Sepeninggal KH. Abdul Karim, KH. Mahrus Aly bersama KH. Marzuqi Dahlan meneruskan tambuk kepemimpinan Pondok Pesantren Lirboyo. Di bawah kepemimpinan mereka berdua, kemajuan pesat dicapai oleh Pondok Pesantren Lirboyo. Santri berduyun-duyun untuk menuntut ilmu dan mengharapkan barokah dari KH. Marzuqi dahlan dan KH. Mahrus Aly, bahkan ditangan KH. Mahrus Aly lah, pada tahun 1966 lahir sebuah perguruan tinggi yang bernama IAIT (Institut Agama Islam Tribakti).
KH. Mahrus Aly ikut berperan dalam memperjuangkan kemerdekaan dan ini nampak saat pengiriman 97 santri pilihan Pondok Pesantren Lirboyo, guna menumpas sekutu di Surabaya, peristiwa itu belakangan dikenal dengan perang 10 November. Hal ini juga yang menjadi embrio berdirinya Kodam V Brawijaya.
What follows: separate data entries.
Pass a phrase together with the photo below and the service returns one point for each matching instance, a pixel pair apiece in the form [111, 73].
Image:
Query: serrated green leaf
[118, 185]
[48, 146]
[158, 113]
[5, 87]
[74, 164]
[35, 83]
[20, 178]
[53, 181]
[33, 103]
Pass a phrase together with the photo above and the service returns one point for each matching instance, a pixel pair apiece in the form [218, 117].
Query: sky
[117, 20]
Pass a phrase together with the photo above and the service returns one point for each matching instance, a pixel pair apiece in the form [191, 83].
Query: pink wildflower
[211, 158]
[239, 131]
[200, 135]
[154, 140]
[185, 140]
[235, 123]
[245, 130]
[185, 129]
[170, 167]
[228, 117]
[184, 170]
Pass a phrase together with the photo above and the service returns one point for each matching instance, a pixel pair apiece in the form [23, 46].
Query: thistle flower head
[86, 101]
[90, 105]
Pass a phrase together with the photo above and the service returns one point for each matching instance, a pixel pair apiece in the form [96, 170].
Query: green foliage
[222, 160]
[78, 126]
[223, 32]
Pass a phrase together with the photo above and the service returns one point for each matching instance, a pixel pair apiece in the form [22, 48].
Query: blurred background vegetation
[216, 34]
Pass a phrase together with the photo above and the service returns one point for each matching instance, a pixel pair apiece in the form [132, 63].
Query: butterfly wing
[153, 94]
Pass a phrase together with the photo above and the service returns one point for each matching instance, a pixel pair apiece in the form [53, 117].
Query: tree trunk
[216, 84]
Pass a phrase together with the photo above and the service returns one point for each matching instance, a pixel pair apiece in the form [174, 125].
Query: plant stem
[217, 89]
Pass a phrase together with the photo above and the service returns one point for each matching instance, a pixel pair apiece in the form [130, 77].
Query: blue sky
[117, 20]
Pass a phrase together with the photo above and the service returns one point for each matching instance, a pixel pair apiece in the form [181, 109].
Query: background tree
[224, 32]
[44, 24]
Selain itu KH. Mahrus Aly juga berkiprah dalam penumpasan PKI di sekitar Kediri.
KH. Mahrus Aly mempunyai andil besar dalam perkembangan Jamiyyah Nahdlatul Ulama, bahkan beliau diangkat menjadi Rais Syuriyah Jawa trimur selama hampir 27 Tahun, hingga akhirnya diangkat menjadi anggota Mutasyar PBNU pada tahun 1985 M.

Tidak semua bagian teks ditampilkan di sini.